7.Gigolo américain(1980)
Gigolo américain, sur un escort masculin matérialiste (Richard Gere) qui a une liaison avec la femme d'un sénateur (Lauren Hutton) et est accusé de meurtre, a présenté au monde deux choses : Gere en tant que sex-symbol international et la mode élégante de Giorgio Armani. Influencé par Robert BressonPickpocket, Schrader prend un plaisir sensuel non seulement à objectiver son protagoniste masculin, qui joue un personnage qui accepte avec enthousiasme sa propre objectivation, mais aussi dans les surfaces de son environnement. Il s'attarde sur la garde-robe du gigolo, sa chaîne stéréo, ses œuvres d'art et son appartement impeccablement conçu, autant de symboles de statut que l'on peut atteindre pour un prix pas si minime.

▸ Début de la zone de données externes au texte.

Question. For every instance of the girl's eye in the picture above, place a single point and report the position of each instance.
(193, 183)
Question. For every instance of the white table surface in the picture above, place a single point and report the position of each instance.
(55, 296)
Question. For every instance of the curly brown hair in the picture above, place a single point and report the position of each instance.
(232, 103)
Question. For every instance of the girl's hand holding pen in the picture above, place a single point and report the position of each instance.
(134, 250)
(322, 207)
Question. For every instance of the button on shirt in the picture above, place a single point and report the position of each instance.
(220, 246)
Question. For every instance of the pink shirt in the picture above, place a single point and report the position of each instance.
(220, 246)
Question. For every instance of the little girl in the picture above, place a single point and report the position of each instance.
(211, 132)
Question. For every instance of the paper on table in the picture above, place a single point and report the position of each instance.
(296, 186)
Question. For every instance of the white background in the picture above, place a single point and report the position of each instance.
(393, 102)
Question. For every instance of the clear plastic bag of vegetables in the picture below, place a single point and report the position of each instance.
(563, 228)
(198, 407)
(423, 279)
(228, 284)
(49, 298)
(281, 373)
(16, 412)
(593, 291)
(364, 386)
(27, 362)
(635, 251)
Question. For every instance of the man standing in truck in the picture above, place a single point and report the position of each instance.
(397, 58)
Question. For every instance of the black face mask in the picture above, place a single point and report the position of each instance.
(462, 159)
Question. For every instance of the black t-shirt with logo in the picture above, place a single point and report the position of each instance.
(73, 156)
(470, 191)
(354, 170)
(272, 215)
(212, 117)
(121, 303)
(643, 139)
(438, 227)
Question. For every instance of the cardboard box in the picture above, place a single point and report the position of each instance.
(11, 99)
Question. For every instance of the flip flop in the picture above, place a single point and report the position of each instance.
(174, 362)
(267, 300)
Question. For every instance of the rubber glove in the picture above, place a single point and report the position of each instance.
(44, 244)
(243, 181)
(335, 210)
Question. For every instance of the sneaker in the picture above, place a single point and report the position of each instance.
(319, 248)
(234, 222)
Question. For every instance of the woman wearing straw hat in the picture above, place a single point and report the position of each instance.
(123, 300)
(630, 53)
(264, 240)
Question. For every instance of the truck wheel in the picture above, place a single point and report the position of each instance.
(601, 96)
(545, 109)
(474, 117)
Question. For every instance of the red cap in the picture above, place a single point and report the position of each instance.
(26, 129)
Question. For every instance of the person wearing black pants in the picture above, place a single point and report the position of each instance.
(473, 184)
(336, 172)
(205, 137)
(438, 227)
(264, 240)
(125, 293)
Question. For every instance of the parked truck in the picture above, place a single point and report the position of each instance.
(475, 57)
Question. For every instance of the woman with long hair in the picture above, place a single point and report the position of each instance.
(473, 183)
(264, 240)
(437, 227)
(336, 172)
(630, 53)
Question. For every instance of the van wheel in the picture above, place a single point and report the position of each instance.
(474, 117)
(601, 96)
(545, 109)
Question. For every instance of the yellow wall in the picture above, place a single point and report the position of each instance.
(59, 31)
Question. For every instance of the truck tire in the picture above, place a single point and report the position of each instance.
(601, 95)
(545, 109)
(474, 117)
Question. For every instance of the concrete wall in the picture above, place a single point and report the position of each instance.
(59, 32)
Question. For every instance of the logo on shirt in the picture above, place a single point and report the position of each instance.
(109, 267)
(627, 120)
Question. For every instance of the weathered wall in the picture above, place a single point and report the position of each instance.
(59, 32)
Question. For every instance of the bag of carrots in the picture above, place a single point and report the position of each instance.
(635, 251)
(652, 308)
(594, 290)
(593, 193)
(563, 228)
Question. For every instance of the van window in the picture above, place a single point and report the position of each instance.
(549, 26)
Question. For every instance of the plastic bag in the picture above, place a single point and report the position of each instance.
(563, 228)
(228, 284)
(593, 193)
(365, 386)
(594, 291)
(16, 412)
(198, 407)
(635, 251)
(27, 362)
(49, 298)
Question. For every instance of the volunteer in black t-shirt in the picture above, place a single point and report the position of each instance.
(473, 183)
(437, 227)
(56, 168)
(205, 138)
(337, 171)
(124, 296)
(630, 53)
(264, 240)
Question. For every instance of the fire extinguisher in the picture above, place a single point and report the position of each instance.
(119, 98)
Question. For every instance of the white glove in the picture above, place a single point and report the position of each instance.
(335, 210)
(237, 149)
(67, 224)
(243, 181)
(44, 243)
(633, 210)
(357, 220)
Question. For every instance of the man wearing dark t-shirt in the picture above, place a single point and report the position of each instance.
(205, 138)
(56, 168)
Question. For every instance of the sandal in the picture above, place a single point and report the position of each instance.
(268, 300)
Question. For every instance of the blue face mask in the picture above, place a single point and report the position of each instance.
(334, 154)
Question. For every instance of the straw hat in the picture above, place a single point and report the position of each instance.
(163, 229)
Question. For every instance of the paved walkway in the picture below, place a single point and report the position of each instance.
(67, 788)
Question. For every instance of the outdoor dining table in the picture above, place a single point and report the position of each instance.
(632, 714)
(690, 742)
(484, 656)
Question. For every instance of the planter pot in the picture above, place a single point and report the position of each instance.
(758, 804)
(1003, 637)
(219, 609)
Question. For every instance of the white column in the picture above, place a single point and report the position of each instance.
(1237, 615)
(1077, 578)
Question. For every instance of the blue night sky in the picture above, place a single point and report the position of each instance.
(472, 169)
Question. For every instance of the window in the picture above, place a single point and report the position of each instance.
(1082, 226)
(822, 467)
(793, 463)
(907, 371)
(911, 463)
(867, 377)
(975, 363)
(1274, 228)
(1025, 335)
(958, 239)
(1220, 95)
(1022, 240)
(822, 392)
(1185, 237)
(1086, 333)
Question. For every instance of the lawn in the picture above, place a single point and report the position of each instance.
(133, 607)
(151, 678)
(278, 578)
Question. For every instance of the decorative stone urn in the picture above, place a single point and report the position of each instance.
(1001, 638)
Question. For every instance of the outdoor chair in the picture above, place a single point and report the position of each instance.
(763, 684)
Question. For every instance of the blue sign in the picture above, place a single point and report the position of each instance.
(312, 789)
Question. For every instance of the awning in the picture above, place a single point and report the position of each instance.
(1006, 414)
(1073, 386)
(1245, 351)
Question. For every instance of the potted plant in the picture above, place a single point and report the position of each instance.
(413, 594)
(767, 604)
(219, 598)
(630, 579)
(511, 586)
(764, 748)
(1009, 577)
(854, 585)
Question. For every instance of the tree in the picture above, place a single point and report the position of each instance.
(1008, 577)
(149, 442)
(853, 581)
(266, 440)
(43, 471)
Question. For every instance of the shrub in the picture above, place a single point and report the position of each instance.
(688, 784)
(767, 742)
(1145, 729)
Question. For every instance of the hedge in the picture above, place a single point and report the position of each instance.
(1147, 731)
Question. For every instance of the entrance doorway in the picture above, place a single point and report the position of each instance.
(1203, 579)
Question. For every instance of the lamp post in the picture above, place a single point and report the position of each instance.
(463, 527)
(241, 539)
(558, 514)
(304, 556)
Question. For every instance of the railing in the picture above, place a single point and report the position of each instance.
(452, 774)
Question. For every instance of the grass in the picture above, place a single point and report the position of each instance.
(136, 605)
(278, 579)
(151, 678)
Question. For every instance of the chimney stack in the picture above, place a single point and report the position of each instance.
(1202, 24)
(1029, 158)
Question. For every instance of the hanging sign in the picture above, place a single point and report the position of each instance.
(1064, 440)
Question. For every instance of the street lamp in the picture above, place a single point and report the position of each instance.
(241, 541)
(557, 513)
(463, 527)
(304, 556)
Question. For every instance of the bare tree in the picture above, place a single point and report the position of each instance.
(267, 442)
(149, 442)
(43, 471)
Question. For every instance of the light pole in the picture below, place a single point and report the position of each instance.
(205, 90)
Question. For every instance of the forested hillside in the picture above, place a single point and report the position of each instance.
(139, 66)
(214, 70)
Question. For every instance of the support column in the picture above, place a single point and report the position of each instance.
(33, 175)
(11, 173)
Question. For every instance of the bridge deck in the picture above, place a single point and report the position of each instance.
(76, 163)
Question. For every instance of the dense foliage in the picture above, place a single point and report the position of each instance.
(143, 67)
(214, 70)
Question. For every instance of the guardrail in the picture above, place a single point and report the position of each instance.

Schrader s'intéresse moins au complot meurtrier qu'à l'étude psychologique, et le film échoue lorsque l'histoire doit passer à la vitesse supérieure. Intrigue schématique mise à part,Gigoloréussit en tant que profil d'un pourvoyeur de plaisir dont la générosité masque un mince vernis de solitude, et Gere vend de manière convaincante la dévolution de son personnage d'homme désirable à prostituée sans travail après que ses clients chics l'ont laissé sécher.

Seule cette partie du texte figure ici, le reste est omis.